I honest-to-God don't feel like writing today. Or, really, any day this month, for that matter. I'd be happy to take the month of December off, starting in mid-November and ending some time in February when I start getting nervous that I'll have no projects to work on by the time the snow melts and my fear-motivation kicks in. 

It's that time of year when literally anything else will take my concentration away- embarking on an exciting journey of making wreaths for everyone and making it through half of one before getting distracted by reading magazine articles about making wreaths, or baking cookies for all the Christmas guests I'm planning to have and then "rationing" them to myself for the next two weeks until they're gone and I frantically buy five bags of Chicago Mix at Superstore on Christmas Eve... you get the idea. It's almost impossible for me to sit down and actually put pen to paper. 

I'm also sick, which happens to me inevitably at this time of year as my current writing projects start to slow down and my body suddenly realizes we won't go broke if I take a few days off and so it hastily takes the opportunity to shut down and do some sort of inner renovations that put me on the couch for a week and steal my tastebuds just as I'm finally about to let myself pour gravy on everything for every meal for like a week. 

All this to say, I'm honestly not in the mood to write. I don't feel like trying to think about language, about how it moves and paces and breathes across a page with a life of its own, and how I can agonize over one word at a time and suddenly feel like I've cracked some sort of code into the universe when I get it right. I don't feel particularly up to layering metaphors, to letting the silk of one word drape lusciously over the breast of another word as the friction between the two softens into some sort of new thing altogether, and I certainly don't feel up to describing shit and letting the truth of it emerge and flicker and grow from its own wick like the blue flame of a young candle. 

What I want is to drink NeoCitran and also eat an almond poppy seed sugar cookie and feel good about them cancelling each other out. What I want is to pass on my favourite book, A Complicated Kindness, to my sister-in-law and basically know I'm reading vicariously through her reading, and can instead watch funny videos of pandas and still feel cultured. What I want is for someone to wake me up after December and show me the piles of writing I did in my sleep- brilliant, metaphor-filled, truth-seeking writing. 

In these moments, I give myself a little break. I do. Are you surprised by that conclusion? This is not a piece about forging through and putting your head down and doing the work even if it kills you, yadda yadda. This is a piece saying sometimes we need to listen to our bodies and minds and walk away from the screens and notepads and go live our lives (aka tromp out in -34 to the deep snowy country and saw down a tinkly Charlie Brown tree to decorate, then call Christmas a success and not leave the house for a week) until we feel up for storytelling again.

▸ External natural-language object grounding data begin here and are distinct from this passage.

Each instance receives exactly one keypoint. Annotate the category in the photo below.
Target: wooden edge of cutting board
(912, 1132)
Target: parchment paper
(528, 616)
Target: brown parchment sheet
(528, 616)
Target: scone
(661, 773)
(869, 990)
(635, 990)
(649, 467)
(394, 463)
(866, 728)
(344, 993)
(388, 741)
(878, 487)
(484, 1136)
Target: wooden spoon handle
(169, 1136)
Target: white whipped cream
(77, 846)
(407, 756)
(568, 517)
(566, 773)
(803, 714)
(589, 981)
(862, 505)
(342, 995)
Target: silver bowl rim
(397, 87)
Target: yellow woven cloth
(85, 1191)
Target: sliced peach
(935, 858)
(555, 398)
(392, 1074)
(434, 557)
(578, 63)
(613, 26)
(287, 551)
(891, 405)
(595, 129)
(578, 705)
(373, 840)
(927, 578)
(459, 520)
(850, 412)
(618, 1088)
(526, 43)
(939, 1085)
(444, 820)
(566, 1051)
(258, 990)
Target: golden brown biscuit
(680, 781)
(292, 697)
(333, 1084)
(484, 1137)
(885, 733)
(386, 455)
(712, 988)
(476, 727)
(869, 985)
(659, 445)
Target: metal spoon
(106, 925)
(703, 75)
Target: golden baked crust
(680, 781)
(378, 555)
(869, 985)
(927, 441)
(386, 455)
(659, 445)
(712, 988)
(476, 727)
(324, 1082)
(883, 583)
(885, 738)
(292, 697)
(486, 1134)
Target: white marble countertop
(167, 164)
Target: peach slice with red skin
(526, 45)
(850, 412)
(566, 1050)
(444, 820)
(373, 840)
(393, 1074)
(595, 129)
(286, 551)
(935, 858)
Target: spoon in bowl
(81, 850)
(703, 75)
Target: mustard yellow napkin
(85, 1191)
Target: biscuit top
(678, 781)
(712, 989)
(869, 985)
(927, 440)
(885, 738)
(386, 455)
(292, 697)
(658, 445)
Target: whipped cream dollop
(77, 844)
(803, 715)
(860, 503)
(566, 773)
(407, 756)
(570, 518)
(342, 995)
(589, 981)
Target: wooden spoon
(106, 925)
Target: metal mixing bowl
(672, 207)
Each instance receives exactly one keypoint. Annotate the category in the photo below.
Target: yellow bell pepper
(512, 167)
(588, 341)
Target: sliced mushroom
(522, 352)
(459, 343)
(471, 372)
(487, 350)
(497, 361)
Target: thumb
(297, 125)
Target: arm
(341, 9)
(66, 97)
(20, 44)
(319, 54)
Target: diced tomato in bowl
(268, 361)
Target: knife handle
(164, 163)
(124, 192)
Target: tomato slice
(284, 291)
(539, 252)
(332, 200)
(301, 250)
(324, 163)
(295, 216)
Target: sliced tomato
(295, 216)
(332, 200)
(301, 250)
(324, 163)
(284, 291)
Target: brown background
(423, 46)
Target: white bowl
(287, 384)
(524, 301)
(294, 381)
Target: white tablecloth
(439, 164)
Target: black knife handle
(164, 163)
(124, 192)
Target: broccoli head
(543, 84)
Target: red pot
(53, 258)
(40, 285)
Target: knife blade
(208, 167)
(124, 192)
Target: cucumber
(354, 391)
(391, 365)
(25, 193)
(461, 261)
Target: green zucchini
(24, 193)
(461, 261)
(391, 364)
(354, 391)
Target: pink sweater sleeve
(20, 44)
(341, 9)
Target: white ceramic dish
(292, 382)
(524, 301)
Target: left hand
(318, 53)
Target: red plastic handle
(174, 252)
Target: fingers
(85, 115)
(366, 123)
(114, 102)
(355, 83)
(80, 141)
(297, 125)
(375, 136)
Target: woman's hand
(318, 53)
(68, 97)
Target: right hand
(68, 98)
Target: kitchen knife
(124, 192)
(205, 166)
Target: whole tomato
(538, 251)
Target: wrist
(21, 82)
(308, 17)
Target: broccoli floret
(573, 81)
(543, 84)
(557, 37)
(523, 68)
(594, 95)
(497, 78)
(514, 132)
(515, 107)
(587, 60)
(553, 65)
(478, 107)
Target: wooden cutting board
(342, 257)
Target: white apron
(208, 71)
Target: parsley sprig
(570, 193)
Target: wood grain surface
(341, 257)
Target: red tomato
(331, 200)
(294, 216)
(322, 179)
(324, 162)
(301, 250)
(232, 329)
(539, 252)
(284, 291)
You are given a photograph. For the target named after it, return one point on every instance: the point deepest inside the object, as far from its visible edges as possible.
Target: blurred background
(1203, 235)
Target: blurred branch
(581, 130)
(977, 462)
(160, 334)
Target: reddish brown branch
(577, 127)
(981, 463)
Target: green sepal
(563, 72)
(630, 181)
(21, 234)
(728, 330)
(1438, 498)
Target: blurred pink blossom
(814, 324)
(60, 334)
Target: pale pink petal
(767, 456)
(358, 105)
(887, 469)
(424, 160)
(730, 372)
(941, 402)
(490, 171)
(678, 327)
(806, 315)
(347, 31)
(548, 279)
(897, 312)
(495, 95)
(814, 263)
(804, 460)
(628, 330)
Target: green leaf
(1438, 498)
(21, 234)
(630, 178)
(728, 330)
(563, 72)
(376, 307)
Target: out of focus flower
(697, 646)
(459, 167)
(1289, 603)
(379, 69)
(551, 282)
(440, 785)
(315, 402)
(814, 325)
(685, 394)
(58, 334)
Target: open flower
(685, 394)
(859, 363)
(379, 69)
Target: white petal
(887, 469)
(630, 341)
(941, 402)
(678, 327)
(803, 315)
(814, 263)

In the meantime, what I'm sure you'll be surprised to find is that at the end of that little sabbatical, you'll actually have written 24 mostly-sincere Christmas cards, 14 well-intentioned to-do lists (not eat "all the damn cookies" isn't really a 'to-do', but we'll look the other way), 5-7 grocery lists, at least 3 gift lists (the first that includes everyone, the second where you say 'screw it' and cut everyone out except your partner and cat, and the third where you have a bourbon and graciously put everyone back in), a handful of heartfelt and a few somewhat sarcastic emails, and maybe even an inspired inscription or two on the inside of a literary gift. That's a lot of words being sent out into the universe! That's a lot of practice that you didn't even realize you were doing- on tone, on condensing language, on strong images, on finding your own voice. So pat yourself on the back and pour yourself a second NeoCitran, 'cause this party's gonna be off the hook now you realize you're a full-fledged hard-core writer who didn't take even a single day off even during the holiday. You're legit, son. Merry Christmas, you badass round-the-clock writer, you. If only your summer-writing self could be so productive.

As Frankenstein's ill-fated lover, Elizabeth, would say:
"Adieu! Take care of yourself; and, I entreat you! write!"